Moro em Palmas e aqui as coisas são difíceis, dificílimas. Um jornal local, apelidado de "Panfletão do Governo" – por coincidência do destino coronelista, homônimo da Folha –, faz tudo, menos jornalismo. Para se ter uma idéia, praticamente todas as manchetes, desde o começo da campanha eleitoral, enfocam (com dezenas de fotos do tamanho de meia página) apenas um dos candidatos a governador do Tocantins. Obviamente, o apadrinhado por Siqueira Campos, atual governador.
Se já é complicado cobrar uma postura ética (imparcial como queiram) da Folha de Sampa, imagine da Folha do TO?
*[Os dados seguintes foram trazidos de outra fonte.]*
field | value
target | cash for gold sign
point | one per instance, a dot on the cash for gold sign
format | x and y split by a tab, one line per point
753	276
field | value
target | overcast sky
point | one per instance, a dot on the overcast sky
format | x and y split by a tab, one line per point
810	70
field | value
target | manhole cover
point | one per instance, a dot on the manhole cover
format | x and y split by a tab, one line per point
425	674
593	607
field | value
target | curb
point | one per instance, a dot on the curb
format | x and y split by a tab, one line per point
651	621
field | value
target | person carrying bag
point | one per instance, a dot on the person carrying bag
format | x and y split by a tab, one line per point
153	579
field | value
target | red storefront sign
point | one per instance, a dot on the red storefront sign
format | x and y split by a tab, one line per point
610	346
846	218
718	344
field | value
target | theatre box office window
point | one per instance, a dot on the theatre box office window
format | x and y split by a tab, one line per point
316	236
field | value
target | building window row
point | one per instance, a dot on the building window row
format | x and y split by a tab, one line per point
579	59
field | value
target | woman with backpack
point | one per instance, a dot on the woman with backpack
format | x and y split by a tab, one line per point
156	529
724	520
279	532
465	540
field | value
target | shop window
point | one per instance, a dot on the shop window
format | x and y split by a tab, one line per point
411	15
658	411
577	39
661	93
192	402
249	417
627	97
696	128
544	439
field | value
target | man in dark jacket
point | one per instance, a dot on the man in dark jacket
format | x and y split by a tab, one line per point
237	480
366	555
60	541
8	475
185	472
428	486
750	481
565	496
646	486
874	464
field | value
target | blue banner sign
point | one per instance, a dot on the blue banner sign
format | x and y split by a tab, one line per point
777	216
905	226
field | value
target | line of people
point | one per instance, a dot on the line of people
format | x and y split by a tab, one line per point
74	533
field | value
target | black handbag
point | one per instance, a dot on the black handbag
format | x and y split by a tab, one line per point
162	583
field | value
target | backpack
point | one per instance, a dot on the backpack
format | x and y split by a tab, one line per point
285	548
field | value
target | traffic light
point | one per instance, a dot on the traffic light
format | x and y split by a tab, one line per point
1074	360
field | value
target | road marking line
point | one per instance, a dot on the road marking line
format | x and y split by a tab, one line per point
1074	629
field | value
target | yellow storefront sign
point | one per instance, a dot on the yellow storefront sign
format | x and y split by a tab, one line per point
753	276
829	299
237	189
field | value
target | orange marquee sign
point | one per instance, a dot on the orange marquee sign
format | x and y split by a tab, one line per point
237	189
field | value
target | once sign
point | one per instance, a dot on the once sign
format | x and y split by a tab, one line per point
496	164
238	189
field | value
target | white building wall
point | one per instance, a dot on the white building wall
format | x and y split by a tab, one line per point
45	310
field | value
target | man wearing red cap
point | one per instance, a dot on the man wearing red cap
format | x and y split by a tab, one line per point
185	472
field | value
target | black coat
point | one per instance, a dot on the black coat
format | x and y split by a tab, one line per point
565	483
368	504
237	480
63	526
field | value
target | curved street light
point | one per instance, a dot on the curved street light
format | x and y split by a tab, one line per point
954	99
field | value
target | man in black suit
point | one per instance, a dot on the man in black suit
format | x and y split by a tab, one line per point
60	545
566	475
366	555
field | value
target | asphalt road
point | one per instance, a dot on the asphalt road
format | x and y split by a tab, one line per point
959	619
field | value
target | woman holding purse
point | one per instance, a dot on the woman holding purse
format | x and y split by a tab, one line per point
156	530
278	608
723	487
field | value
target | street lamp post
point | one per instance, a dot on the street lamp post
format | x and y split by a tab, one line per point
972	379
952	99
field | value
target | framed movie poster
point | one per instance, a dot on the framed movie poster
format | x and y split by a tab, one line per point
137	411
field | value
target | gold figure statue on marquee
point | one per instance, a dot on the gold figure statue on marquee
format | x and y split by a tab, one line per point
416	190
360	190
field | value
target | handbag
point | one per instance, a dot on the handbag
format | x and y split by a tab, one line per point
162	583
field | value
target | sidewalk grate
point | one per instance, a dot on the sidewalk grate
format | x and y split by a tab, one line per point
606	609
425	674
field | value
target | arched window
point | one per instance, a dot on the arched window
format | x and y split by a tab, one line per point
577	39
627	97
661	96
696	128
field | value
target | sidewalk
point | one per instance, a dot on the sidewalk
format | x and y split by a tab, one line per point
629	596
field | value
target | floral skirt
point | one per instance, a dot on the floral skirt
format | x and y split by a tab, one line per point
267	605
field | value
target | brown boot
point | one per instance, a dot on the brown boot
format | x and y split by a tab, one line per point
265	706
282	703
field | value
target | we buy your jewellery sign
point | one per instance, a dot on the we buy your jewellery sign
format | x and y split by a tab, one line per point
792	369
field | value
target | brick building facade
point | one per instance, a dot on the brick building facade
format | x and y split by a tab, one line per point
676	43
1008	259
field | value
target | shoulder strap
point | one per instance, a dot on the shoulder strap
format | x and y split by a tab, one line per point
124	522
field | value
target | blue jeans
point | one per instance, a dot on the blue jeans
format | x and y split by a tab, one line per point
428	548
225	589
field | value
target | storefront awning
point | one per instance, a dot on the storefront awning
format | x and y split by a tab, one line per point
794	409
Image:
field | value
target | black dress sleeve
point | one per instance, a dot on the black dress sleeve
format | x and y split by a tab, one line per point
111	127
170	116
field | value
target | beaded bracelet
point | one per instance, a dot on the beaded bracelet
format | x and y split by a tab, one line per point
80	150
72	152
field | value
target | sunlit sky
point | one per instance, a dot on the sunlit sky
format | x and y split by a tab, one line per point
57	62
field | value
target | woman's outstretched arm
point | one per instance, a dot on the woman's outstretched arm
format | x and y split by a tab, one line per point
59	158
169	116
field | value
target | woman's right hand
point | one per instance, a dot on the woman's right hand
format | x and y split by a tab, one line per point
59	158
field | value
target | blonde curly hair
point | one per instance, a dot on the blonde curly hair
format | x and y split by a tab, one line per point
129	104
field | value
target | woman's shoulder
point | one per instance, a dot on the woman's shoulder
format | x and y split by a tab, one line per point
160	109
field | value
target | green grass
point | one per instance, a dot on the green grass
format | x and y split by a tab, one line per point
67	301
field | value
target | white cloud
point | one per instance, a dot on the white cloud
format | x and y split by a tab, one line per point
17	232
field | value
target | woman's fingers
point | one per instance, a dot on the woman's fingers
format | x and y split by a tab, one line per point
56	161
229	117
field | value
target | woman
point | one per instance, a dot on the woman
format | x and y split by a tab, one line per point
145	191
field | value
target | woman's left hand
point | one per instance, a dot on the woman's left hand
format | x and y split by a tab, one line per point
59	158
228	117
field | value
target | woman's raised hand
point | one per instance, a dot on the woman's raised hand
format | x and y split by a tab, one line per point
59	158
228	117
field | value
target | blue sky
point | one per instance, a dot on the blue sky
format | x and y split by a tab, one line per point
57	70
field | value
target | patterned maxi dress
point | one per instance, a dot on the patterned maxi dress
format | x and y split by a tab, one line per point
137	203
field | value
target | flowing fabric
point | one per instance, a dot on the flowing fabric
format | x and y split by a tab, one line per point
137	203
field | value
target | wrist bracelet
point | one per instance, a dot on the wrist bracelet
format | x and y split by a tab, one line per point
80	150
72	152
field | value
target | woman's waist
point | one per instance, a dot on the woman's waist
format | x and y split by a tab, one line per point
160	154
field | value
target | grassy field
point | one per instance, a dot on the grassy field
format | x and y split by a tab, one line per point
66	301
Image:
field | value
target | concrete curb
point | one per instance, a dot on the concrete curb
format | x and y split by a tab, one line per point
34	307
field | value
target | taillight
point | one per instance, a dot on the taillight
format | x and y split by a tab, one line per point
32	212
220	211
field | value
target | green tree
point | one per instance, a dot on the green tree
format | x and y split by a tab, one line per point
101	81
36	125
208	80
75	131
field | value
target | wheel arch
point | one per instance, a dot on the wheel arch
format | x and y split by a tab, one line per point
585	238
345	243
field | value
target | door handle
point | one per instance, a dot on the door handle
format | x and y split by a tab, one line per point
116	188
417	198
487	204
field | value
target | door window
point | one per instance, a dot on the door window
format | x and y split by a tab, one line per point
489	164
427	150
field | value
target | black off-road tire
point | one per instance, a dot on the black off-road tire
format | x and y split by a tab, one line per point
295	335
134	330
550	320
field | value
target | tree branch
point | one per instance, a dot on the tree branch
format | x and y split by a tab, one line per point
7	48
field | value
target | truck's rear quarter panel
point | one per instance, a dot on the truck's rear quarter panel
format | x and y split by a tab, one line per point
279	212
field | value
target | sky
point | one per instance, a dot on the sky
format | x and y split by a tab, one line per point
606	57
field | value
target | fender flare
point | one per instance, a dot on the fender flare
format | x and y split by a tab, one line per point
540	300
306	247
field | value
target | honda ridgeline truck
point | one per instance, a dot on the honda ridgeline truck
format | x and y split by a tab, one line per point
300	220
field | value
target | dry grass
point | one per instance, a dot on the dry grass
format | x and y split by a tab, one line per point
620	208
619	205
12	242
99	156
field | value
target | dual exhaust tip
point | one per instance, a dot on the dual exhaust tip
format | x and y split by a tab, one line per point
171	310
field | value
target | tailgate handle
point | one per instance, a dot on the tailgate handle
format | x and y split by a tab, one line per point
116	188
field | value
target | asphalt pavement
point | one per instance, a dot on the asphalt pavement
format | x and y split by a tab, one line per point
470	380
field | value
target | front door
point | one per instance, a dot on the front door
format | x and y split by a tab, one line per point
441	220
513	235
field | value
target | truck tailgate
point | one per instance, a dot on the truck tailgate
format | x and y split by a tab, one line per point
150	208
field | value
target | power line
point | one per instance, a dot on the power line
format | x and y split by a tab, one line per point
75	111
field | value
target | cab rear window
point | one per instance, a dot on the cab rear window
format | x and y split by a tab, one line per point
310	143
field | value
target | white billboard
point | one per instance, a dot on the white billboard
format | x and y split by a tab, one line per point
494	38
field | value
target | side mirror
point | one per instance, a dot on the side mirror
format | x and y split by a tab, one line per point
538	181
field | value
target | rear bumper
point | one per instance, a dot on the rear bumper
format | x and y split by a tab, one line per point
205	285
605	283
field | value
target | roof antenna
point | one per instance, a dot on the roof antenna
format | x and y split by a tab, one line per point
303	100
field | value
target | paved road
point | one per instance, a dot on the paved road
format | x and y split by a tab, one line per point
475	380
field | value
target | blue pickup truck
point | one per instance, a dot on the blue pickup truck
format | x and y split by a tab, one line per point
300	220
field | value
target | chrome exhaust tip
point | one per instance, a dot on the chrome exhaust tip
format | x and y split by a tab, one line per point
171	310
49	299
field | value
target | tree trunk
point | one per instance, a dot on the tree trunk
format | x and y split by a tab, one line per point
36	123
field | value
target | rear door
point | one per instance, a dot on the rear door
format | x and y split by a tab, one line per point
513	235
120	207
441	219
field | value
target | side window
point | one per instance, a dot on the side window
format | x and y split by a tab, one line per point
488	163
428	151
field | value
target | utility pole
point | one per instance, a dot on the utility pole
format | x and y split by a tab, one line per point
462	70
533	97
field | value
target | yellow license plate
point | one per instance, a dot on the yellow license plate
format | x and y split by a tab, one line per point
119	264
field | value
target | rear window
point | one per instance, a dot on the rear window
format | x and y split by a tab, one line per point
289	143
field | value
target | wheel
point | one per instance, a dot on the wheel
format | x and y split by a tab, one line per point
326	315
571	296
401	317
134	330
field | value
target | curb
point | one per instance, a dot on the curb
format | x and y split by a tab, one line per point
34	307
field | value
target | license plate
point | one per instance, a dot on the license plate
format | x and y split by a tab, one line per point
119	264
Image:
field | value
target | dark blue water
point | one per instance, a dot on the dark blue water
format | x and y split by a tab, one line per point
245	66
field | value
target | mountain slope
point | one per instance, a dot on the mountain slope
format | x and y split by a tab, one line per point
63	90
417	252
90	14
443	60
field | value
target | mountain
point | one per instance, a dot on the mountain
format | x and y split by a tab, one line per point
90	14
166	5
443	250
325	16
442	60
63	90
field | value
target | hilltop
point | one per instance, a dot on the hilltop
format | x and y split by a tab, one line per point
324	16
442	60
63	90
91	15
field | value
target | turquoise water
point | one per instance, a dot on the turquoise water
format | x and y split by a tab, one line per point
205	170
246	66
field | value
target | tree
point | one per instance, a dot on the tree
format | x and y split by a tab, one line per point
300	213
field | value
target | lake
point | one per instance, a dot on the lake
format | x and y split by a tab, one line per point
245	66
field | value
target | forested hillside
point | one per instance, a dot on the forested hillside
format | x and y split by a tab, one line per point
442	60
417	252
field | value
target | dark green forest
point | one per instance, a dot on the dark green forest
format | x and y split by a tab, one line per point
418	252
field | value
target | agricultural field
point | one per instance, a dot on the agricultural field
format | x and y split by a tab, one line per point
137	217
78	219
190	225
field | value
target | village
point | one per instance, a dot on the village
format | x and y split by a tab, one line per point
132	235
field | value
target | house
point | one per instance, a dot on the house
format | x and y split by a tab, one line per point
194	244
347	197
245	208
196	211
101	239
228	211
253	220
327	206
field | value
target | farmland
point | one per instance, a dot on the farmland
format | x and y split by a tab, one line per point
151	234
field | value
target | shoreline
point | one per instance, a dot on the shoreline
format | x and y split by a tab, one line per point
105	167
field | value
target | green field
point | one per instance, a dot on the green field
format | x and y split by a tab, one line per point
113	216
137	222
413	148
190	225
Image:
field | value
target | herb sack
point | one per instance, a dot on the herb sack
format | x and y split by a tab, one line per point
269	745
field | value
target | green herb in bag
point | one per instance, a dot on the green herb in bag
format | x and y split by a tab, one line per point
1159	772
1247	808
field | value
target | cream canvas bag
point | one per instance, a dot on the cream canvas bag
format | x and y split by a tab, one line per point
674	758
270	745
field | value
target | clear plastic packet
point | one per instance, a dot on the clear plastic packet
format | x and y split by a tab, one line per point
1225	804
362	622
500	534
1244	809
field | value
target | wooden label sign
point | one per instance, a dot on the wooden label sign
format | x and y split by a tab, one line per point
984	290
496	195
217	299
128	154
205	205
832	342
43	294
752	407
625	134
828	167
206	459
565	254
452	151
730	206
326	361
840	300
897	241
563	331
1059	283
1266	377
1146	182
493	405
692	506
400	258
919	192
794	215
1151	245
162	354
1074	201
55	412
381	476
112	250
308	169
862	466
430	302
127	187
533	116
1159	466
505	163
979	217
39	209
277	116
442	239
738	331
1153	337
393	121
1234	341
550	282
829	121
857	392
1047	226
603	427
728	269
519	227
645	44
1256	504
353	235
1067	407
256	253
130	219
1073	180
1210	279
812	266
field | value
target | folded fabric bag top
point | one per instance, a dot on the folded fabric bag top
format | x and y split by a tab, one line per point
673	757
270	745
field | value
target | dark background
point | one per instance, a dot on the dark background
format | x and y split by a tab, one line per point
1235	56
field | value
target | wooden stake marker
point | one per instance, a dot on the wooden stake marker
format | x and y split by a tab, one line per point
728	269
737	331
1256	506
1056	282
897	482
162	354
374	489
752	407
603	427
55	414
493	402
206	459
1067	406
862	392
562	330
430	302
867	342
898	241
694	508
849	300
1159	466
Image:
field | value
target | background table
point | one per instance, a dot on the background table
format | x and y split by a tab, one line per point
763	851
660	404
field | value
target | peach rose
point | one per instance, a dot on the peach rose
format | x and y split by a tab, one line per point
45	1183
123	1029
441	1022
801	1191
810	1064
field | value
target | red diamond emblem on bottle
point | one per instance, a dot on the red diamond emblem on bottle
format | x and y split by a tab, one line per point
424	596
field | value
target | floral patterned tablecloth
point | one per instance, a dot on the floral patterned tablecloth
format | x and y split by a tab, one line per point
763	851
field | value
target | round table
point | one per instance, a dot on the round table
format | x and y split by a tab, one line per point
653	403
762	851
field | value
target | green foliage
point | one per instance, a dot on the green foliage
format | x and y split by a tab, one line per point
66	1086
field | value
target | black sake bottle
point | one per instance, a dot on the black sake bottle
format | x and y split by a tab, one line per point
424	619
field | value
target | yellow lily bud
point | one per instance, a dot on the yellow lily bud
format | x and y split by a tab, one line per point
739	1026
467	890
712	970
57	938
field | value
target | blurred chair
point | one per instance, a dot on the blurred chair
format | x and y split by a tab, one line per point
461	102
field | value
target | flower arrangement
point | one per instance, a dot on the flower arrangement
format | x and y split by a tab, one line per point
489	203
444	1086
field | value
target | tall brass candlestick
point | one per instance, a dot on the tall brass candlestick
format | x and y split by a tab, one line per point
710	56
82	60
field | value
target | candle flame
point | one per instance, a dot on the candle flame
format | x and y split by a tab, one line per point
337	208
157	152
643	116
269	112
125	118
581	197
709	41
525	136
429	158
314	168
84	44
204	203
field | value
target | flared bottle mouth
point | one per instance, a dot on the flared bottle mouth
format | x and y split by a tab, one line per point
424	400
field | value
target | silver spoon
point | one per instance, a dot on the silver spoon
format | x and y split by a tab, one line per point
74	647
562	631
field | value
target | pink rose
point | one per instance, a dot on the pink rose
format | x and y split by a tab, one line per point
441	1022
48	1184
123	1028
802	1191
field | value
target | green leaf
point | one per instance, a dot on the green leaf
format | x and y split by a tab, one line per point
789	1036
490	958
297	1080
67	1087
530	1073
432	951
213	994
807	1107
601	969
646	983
Aqui vai um exemplo singelo da edição de 25/9/2002 do editorial desse respeitável jornal sobre o atual senador destas paragens, por sinal, filho de Siqueira:
"Eduardo, de um lado, viveu a emoção de ver o pai saindo de uma cirurgia que envolveu riscos e traumas. Do outro, a responsabilidade de manter o dinamismo da campanha, o entusiasmo dos candidatos, o voto do eleitor. O discurso de antes perdeu o significado. Agora, ele tem cara de senador, tem cara de líder, tem a fibra de Siqueira. Tem futuro."
Lucas Milhomens
Na mira, o "Coronel do Cerrado"
Foi uma grata surpresa ver no Observatório da Imprensa, finalmente, uma grande cobertura sobre a guerra midiática que vivemos em Brasília. Como bem escreveram Alberto Dines e Vera Silva, a imprensa brasileira deixou o Correio Braziliense sozinho no front contra Joaquim Roriz, e só agora percebeu a ditadura que se instalou na Capital Federal. Tanto se falou de Jader, ACM, Sarney e outros déspotas, e deixaram o "Coronel do Cerrado" lindo, leve e solto. Parabéns aos colegas da Universidade de Brasília pelas brilhantes análises.
Alexandre Sena, Brasília
O modelito da Folha
Foi cômica a matéria da visita de Serra a Palmas. Não pertenço ao mundo jornalístico, mas creio que, além das matérias semiprontas, deve existir o hábito de usar modelos de reportagem. Na hora oportuna, substituem-se os textos-chave. Como o fim da matéria "Presidenciáveis tentam ‘seduzir’ mulheres, que podem virar o jogo", de 29/9/2002, da Folha, na qual a jornalista Fabiana Futema esqueceu-se de substituir os "xx%". Vejam em <http://www.uol.com.br/folha/brasil/ult96u38647.shtml>:
"Segundo o Datafolha, o preferido do eleitorado feminino é Luiz Inácio Lula da Silva, com xx% das intenções de voto, seguido por José Serra, com xx%. O ‘charme’ dos candidatos será decisivo nesta última semana da campanha eleitoral já que xx% das mulheres ainda estão indecisas. Quem abocanhar o voto desse eleitorado exigente tem grandes chances de reverter o resultado das urnas e consolidar uma vitória nas eleições de 2002."
Lilian Mitsue Chiba, São Pulo
Voto pelo Datafolha?
Exercício proposto ao leitor: o que será que a Folha quer dizer quando afirma, em seu comercial, que "não da pra votar num candidato sem antes conferir o resultado da última pesquisa Datafolha"?